## Step 1: Define the symbolic representation of the variables
The variables are 'hours worked by Peggy', 'hours worked by Bobby', and 'hours worked by John', which can be represented symbolically as $x_0$, $x_1$, and $x_2$ respectively.

## Step 2: Convert the given problem into a symbolic representation
The objective function to minimize is $7.79x_0^2 + 1.47x_0x_2 + 6.87x_1^2 + 8.03x_1x_2 + 4.71x_2^2 + 9.57x_0 + 3.55x_1 + 4.7x_2$.
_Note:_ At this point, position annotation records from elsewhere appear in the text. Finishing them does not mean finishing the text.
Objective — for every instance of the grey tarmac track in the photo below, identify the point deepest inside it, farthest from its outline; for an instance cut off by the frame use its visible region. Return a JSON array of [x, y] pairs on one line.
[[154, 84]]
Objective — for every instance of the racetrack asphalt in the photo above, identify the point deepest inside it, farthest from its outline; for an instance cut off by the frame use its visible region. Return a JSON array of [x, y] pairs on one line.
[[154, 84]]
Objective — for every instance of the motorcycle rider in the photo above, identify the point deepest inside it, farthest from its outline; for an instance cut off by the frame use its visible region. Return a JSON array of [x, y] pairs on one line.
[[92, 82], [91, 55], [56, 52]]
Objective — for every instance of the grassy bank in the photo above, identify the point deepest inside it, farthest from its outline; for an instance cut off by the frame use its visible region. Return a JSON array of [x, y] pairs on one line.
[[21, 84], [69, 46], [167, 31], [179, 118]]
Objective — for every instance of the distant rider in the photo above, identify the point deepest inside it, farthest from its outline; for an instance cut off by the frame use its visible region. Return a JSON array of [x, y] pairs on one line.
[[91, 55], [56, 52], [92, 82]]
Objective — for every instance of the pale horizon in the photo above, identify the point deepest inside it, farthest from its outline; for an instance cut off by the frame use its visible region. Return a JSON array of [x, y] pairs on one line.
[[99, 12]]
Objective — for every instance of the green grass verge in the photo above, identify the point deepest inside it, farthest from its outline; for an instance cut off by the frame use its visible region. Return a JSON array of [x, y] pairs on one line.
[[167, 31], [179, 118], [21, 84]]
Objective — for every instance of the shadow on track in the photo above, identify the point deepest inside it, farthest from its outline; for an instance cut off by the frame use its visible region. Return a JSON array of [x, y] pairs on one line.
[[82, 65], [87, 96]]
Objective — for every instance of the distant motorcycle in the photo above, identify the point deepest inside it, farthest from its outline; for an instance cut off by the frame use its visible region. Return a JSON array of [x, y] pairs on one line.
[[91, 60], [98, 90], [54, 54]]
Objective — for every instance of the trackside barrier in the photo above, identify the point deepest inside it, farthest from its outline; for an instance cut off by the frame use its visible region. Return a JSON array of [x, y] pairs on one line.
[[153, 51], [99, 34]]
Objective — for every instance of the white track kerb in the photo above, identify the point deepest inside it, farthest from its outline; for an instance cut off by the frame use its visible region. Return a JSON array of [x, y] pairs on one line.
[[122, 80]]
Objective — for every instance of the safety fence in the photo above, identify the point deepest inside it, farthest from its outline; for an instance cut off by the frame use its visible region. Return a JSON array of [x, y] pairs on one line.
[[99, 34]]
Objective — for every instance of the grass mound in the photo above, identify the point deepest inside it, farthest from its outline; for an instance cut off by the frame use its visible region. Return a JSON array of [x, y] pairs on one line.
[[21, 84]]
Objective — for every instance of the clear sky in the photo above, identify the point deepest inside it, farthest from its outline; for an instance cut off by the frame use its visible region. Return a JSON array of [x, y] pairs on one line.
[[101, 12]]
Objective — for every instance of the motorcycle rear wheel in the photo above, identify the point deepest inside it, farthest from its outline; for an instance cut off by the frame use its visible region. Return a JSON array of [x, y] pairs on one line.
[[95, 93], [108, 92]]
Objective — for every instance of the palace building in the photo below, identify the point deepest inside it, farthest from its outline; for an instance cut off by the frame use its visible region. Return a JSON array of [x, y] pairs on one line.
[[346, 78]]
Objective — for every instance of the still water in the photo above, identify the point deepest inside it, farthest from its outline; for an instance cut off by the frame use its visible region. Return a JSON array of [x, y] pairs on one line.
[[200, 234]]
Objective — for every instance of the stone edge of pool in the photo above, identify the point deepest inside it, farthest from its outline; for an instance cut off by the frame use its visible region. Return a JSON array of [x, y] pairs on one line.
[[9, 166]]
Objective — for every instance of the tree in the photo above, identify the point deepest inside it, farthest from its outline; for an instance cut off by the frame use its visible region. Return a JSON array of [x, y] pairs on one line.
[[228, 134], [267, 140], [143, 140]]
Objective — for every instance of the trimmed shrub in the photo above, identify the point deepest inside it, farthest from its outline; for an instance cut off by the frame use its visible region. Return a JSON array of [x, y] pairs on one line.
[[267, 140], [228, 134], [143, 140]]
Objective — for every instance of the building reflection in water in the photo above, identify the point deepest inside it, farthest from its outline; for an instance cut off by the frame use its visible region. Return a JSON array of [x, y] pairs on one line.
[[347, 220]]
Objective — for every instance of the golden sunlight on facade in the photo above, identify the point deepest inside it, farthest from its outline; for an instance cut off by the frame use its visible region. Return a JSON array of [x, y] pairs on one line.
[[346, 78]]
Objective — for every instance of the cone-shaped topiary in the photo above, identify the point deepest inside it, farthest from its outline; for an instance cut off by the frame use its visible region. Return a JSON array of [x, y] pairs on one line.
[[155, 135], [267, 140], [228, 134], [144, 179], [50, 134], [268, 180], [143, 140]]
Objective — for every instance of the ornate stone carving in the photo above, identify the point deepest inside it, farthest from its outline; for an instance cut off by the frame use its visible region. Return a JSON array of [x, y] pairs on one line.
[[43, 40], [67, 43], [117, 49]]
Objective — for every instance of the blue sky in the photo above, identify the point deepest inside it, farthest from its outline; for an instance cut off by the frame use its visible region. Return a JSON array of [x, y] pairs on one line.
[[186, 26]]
## 3: List the constraints
1. $12x_0 \leq 295$ (Peggy's computer competence rating constraint, but it seems this is an attribute and not directly a constraint on $x_0$),
2. $9x_0 \leq 248$ (Peggy's organization score constraint),
3. $29x_1 \leq 295$ (Bobby's computer competence rating constraint),
4. $7x_1 \leq 248$ (Bobby's organization score constraint),
5. $26x_2 \leq 295$ (John's computer competence rating constraint),
6. $28x_2 \leq 248$ (John's organization score constraint),
7. $12x_0 + 29x_1 \geq 44$ (total combined computer competence rating from $x_0$ and $x_1$),
8. $12x_0 + 26x_2 \geq 72$ (total combined computer competence rating from $x_0$ and $x_2$),
9. $29x_1 + 26x_2 \geq 55$ (total combined computer competence rating from $x_1$ and $x_2$),
10. $12x_0 + 29x_1 + 26x_2 \geq 55$ (total combined computer competence rating from $x_0$, $x_1$, and $x_2$),
11. $9x_0 + 7x_1 \geq 61$ (total combined organization score from $x_0$ and $x_1$),
12. $9x_0^2 + 28x_2^2 \geq 61$ (total combined organization score from $x_0^2$ and $x_2^2$),
13. $9x_0 + 7x_1 + 28x_2 \geq 53$ (total combined organization score from $x_0$, $x_1$, and $x_2$),
14. $8x_0 - 3x_2 \geq 0$ (constraint on $x_0$ and $x_2$),
15. $12^2x_0^2 + 26^2x_2^2 \leq 129$ (total combined computer competence rating from $x_0^2$ and $x_2^2$),
16. $12^2x_0^2 + 29^2x_1^2 \leq 214$ (total combined computer competence rating from $x_0^2$ and $x_1^2$).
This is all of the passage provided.